言うまでもなく、これから超高齢化社会を迎えるからです。
誰もがそれを認知しているので、競争は激しいでしょうが、それでも業界全体が今後衰えることはない、というのが大勢の見方だったはずです。
しかし、これが山中伸弥教授のノーベル賞受賞によって、一変したわけです。
「今から介護関連で事業を始めても、果たして利益回収が間に合うのか?」という疑問を、多くの起業家が持っているはずです。
もちろん、iPS細胞の実用化にはまだまだ時間がかかるので、10年くらいの間に利益を出すことはできるかも知れません。
しかし、将来衰退するとわかっている産業に関するノウハウなど、誰も蓄積したくはありません。
ノウハウや経営の実績というのは、積めば積むほど有利になるものですから、起業家は「これから伸びていく業界」で起業をしたいものなのです。

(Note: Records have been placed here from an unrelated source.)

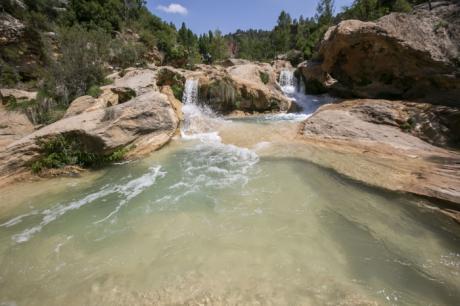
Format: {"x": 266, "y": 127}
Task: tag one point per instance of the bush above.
{"x": 80, "y": 66}
{"x": 67, "y": 150}
{"x": 127, "y": 54}
{"x": 402, "y": 6}
{"x": 8, "y": 75}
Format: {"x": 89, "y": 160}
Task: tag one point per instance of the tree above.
{"x": 281, "y": 35}
{"x": 325, "y": 12}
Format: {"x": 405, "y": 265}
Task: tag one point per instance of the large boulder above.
{"x": 243, "y": 86}
{"x": 386, "y": 144}
{"x": 405, "y": 56}
{"x": 13, "y": 126}
{"x": 396, "y": 123}
{"x": 145, "y": 123}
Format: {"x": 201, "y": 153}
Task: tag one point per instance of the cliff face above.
{"x": 401, "y": 56}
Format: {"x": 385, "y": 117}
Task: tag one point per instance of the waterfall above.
{"x": 294, "y": 89}
{"x": 288, "y": 81}
{"x": 190, "y": 95}
{"x": 199, "y": 121}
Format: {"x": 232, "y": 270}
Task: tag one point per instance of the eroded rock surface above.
{"x": 146, "y": 122}
{"x": 13, "y": 126}
{"x": 409, "y": 56}
{"x": 370, "y": 141}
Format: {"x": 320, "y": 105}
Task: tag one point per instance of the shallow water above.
{"x": 223, "y": 218}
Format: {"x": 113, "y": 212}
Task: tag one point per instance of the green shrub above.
{"x": 94, "y": 91}
{"x": 402, "y": 6}
{"x": 80, "y": 66}
{"x": 440, "y": 25}
{"x": 8, "y": 75}
{"x": 67, "y": 150}
{"x": 264, "y": 77}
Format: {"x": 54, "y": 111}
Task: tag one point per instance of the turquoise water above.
{"x": 202, "y": 222}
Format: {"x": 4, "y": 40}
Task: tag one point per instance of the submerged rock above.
{"x": 408, "y": 56}
{"x": 384, "y": 143}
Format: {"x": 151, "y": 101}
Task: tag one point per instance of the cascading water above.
{"x": 294, "y": 89}
{"x": 199, "y": 121}
{"x": 288, "y": 81}
{"x": 190, "y": 92}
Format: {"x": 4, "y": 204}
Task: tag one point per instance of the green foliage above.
{"x": 80, "y": 66}
{"x": 264, "y": 77}
{"x": 94, "y": 91}
{"x": 325, "y": 12}
{"x": 402, "y": 6}
{"x": 8, "y": 75}
{"x": 125, "y": 54}
{"x": 440, "y": 25}
{"x": 68, "y": 150}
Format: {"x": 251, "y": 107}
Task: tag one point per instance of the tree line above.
{"x": 70, "y": 45}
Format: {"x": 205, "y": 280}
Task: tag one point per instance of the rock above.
{"x": 11, "y": 29}
{"x": 80, "y": 105}
{"x": 396, "y": 123}
{"x": 147, "y": 122}
{"x": 245, "y": 86}
{"x": 234, "y": 62}
{"x": 293, "y": 56}
{"x": 405, "y": 56}
{"x": 124, "y": 94}
{"x": 368, "y": 141}
{"x": 139, "y": 80}
{"x": 177, "y": 105}
{"x": 17, "y": 95}
{"x": 280, "y": 65}
{"x": 13, "y": 126}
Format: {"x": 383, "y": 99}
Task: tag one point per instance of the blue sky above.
{"x": 230, "y": 15}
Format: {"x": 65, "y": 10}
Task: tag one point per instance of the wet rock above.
{"x": 390, "y": 144}
{"x": 396, "y": 123}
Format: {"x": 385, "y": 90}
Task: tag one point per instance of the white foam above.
{"x": 130, "y": 190}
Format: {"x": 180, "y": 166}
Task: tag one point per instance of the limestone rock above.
{"x": 406, "y": 56}
{"x": 13, "y": 126}
{"x": 80, "y": 105}
{"x": 396, "y": 123}
{"x": 372, "y": 141}
{"x": 147, "y": 122}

少なくとも、長期的な視点を持っている、経営の本質に価値を置く起業家であれば、そうです。
「ということは、ライバルが減って逆にチャンスでは?」という考え方ももちろんありです。
起業や投資には100人いれば100どころか500くらいの答えがあり、結果さえ出せば、どんな発想でも許されます。
なので、介護関係の将来をどう見るかについても、あらゆる「正解」があることでしょう。
唯一確かなことは、「iPS細胞は介護関係の投資にも、ある程度の影響を与えている」ということです。
投資家は、とにかく勉強あるのみ
こうしてiPS細胞に関連して起こる変化を軽くシミュレーションしただけでも、「あらゆる業界に波が及ぶ」ということがわかるでしょう。
「風が吹けば桶屋が儲かる」ではありませんが、投資家に必要なのは、この「Aが起きたらBが起きる」という連想です。
(もっと言うと「Bが起きたらC…」と続いて、「Fくらいの位置」でようやく誰も気付いていない「優良株」を発見できます)
投資家というのは、間違っても「パソコン1台で、寝てても月収100万円」のような職業ではありません。
(最近、アフィリエイトの世界でよく聞く言葉ですが…)
投資家というのは、「極めたら神や仏になれる」といっても過言ではないほど、世界の動き、人類にとって大切なものを、徹底的に見抜けるものなのです。